Novel Strategies for Safer Long-Term Antibiotic Usage


 

            Scientists at the Wyss Institute for Biologically Inspired Engineering at Harvard University have gained new insight into the dangers associated with long-term antibiotic usage.  The scientists, led by Jim Collins, Ph.D., have discovered the cause behind hazardous side effects resulting from long-term usage of antibiotic drugs and have proposed two solutions to prevent and reduce these negative effects. 

            Doctors have been prescribing antibiotics under the general assumption that the drugs harm only bacterial and not human cells.  Contrary to this belief, adverse effects such as tendonitis, hearing loss, diarrhea, and kidney dysfunction have all been reported with long-term use of antibiotics.  The research team at the Wyss Institute found that these side effects occur as a result of human cells suffering oxidative stress, causing damage to DNA, proteins, and lipids.  Collins proposed that the oxidative stress arose from production of chemically reactive oxygen molecules, those oxygen molecules being responsible for the damage occurring in the cells.

            The research team found that Collins’ proposal was the exact mechanism of action antibiotics used to kill bacterial cells; researchers Sameer Kalghatgi, Ph.D., and Catherine S. Spina, M.D./Ph.D. candidate at Boston University, continued this research to investigate whether oxidative stress was also affecting mitochondria, which are bacteria-like organelles responsible for energy production in human cells.  Kalghatgi and Spina tested clinical levels of three different antibiotics (Ciprofloxacin, Ampicillin, and Kanamycin) to carry out this investigation.  They found that after six hours the treatments were safe, but extended use of the drugs caused mitochondrial malfunction and evidence of damaged DNA, proteins, and lipids of cultured human cells.  They repeated this experiment on mice subjects and found similar results.  The damage they observed resulting from long-term use of the antibiotics is characteristic of oxidative stress, thus supporting their initial inferences. 

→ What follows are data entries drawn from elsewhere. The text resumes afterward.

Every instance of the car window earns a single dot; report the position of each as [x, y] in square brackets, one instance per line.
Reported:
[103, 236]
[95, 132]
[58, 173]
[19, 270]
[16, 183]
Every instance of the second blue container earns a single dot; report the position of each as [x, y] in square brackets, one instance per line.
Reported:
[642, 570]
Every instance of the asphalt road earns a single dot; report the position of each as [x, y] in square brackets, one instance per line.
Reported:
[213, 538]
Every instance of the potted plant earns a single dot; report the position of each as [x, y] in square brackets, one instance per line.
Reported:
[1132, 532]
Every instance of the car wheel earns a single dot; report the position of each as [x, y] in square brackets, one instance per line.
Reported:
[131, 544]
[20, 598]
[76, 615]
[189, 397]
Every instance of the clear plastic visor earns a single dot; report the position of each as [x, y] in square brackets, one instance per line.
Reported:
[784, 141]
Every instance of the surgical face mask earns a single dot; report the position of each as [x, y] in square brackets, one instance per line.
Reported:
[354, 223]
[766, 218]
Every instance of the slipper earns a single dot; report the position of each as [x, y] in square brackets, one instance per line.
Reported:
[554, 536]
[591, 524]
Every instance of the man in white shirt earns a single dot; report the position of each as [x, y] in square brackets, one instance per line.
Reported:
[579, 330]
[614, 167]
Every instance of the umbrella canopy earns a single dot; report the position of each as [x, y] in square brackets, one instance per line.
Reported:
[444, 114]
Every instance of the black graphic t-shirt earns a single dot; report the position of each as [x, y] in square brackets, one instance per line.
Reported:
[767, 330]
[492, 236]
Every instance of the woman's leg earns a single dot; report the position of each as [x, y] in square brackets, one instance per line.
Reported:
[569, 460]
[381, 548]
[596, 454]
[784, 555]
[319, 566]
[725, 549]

            The Wyss Institute research team, using their novel information regarding antibiotic side effects, proposed both a solution to prevent the occurrence of oxidative stress in the cells and also a way to lower that stress if already induced.  Prevention of oxidative stress, they proposed, could be accomplished by using bacteriostatic antibiotics, tetracyclines for example, in order to prevent bacterial replication without actually killing the bacteria.  If the cell is already experiencing oxidative stress, the use of FDA-approved N-acetylcysteine (NAC), currently used for treatment of cystic fibrosis, can reduce the amount of reactive oxygen molecules present in the cell, reducing the stress and likewise the negative effects it can have.

            The novel insights and discoveries made by Collins and his research team at the Wyss Institute are exciting for the future of addressing this previously neglected health problem.  One major message to be taken away from these findings is to use antibiotics sparingly and only in cases of serious bacterial infections.